Yesterday while studying Scripture God opened my eyes to the reason for a problem I have with my possessions. I had been asking about it, but was still startled and even shaken by His answer. Taking the next step, I began confessing that I had not been trusting Him for specific things, and also confessing anything else that came to mind as being less than fully dedicated to Him.
After that, He put in my mind to make a list to help me get things right. That kept me up a bit later than usual. When I finally was ready to sleep, I noticed my hubby had filled and plugged in a portable humidifier in our bedroom. It was running, yet the gauge said the humidity in the room was higher than the setting. I took a look and realized the tank was empty. I felt around the floor and was dismayed to find out it had leaked on the floor and down the nearby cold air intake, mostly into the basement but partly through the main floor bathroom ceiling. I woke hubby and we were up until after 2:00 a.m. taking care of that little mess.

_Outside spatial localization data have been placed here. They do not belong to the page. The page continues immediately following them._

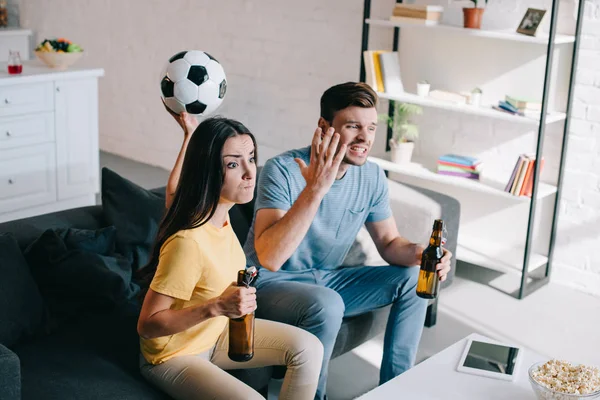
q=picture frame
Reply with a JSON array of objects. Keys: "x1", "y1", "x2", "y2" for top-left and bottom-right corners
[{"x1": 516, "y1": 8, "x2": 547, "y2": 36}]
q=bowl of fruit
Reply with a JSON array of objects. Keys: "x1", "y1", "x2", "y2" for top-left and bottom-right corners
[{"x1": 35, "y1": 38, "x2": 83, "y2": 70}]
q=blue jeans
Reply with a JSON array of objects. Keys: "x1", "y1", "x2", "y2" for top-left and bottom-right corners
[{"x1": 255, "y1": 265, "x2": 428, "y2": 400}]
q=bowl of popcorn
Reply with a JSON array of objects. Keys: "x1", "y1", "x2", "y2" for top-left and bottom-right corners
[{"x1": 529, "y1": 360, "x2": 600, "y2": 400}]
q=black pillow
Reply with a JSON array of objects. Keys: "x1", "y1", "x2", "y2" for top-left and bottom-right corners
[
  {"x1": 101, "y1": 167, "x2": 166, "y2": 271},
  {"x1": 0, "y1": 233, "x2": 45, "y2": 347},
  {"x1": 23, "y1": 227, "x2": 140, "y2": 325}
]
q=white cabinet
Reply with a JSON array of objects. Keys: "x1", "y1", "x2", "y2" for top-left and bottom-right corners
[{"x1": 0, "y1": 62, "x2": 104, "y2": 222}]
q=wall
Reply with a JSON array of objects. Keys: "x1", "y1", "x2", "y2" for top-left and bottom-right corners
[{"x1": 19, "y1": 0, "x2": 600, "y2": 297}]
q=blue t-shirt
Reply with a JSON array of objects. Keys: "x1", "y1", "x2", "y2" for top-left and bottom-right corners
[{"x1": 243, "y1": 146, "x2": 392, "y2": 272}]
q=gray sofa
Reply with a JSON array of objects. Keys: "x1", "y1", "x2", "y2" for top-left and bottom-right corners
[{"x1": 0, "y1": 167, "x2": 459, "y2": 399}]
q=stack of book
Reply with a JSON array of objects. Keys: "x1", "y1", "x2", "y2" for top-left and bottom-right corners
[
  {"x1": 493, "y1": 95, "x2": 542, "y2": 119},
  {"x1": 505, "y1": 154, "x2": 545, "y2": 197},
  {"x1": 390, "y1": 4, "x2": 443, "y2": 25},
  {"x1": 437, "y1": 154, "x2": 482, "y2": 180}
]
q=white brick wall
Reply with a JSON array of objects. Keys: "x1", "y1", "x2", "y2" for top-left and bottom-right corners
[{"x1": 19, "y1": 0, "x2": 600, "y2": 296}]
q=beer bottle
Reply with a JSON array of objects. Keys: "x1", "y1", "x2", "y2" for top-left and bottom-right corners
[
  {"x1": 228, "y1": 267, "x2": 257, "y2": 362},
  {"x1": 416, "y1": 219, "x2": 444, "y2": 299}
]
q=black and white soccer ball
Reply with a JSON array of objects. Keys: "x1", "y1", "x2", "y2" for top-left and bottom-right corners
[{"x1": 160, "y1": 50, "x2": 227, "y2": 116}]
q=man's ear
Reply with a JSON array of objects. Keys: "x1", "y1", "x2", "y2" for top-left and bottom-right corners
[{"x1": 318, "y1": 117, "x2": 330, "y2": 133}]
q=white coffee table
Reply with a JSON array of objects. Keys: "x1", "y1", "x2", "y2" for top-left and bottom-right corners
[{"x1": 357, "y1": 333, "x2": 547, "y2": 399}]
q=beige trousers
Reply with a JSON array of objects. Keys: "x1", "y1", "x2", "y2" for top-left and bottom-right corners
[{"x1": 140, "y1": 319, "x2": 324, "y2": 400}]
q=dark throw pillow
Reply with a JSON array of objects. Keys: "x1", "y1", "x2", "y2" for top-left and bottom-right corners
[
  {"x1": 0, "y1": 233, "x2": 45, "y2": 347},
  {"x1": 101, "y1": 167, "x2": 166, "y2": 271},
  {"x1": 23, "y1": 227, "x2": 140, "y2": 325}
]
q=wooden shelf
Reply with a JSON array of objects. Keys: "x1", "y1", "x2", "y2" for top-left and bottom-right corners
[
  {"x1": 377, "y1": 91, "x2": 566, "y2": 126},
  {"x1": 457, "y1": 234, "x2": 548, "y2": 274},
  {"x1": 366, "y1": 18, "x2": 575, "y2": 45},
  {"x1": 368, "y1": 153, "x2": 558, "y2": 202}
]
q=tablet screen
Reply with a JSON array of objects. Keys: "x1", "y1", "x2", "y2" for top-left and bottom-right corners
[{"x1": 462, "y1": 340, "x2": 520, "y2": 375}]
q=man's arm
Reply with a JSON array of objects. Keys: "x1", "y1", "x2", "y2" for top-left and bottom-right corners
[
  {"x1": 366, "y1": 217, "x2": 452, "y2": 280},
  {"x1": 164, "y1": 108, "x2": 199, "y2": 209},
  {"x1": 254, "y1": 128, "x2": 346, "y2": 271}
]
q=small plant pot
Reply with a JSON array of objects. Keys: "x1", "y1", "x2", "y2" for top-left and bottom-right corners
[
  {"x1": 463, "y1": 7, "x2": 485, "y2": 29},
  {"x1": 417, "y1": 82, "x2": 430, "y2": 97},
  {"x1": 470, "y1": 92, "x2": 482, "y2": 107},
  {"x1": 390, "y1": 140, "x2": 414, "y2": 164}
]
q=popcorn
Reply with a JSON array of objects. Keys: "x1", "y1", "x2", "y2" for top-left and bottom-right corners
[{"x1": 531, "y1": 360, "x2": 600, "y2": 398}]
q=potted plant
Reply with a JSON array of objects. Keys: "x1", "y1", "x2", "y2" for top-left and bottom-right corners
[
  {"x1": 381, "y1": 102, "x2": 423, "y2": 164},
  {"x1": 470, "y1": 87, "x2": 482, "y2": 106},
  {"x1": 417, "y1": 80, "x2": 430, "y2": 97},
  {"x1": 463, "y1": 0, "x2": 487, "y2": 29}
]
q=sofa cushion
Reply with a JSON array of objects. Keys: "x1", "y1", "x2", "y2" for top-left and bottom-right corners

Five hours sleep might not seem a big deal to younger people but it puts me in trance mode. I felt weak spiritually and now weak physically. What is going on here? I know this is mild suffering, even silly compared to what Christians in places like India and Pakistan are suffering right now, but I still feel somewhat uncomfortable and under the Holy Spirit’s gun.
Today’s verse startles me again, only this time with its encouragement. 1 Peter 5:10 says, “But may the God of all grace, who called us to His eternal glory by Christ Jesus, after you have suffered a while, perfect, establish, strengthen, and settle you.”
A line from the reading that goes with this verse jumps out at me: “If He indeed touched your heart with His blessed finger, remember you will have to walk, from beginning to end in a path of suffering, for the whole path, more or less, is a path of tribulation.”
Tribulation is on a scale. When Jesus came to earth, He experienced it all, from the lesser things like filth, stench, ugliness, and noise (stuff that is not part of heaven) to deeper trials of being despised and rejected, spit on, scorned, and eventually murdered. The Bible doesn’t say if He faced ordinary inconveniences like humidifiers with a crack in the tank, yet it does say He knows what I go through.
Thinking about that, my head says, “But He was never convicted of sin and felt deeply discouraged for being sinful.” My head is wrong. When He went to the Cross, all the sin of the world was put on Him and He felt the weight of it all. I cannot imagine that but know that it was so terrible that it killed Him.
Little things that I suffer are nothing in comparison, yet Jesus is kind to me. He touches me with His tender hand and whispers a timely encouragement. From His Word, I know that in conviction and even through broken plastic things, He is working to make me mature. He wants my faith to be deeply established and rooted in Him. He wants a godliness and a calm spirit that I do not have now. He is strengthening me, even though I feel weak and tired, because through the combination of His Word and ordinary life, I am realizing again the reality of how He works all things together for my good, to make me more like Himself.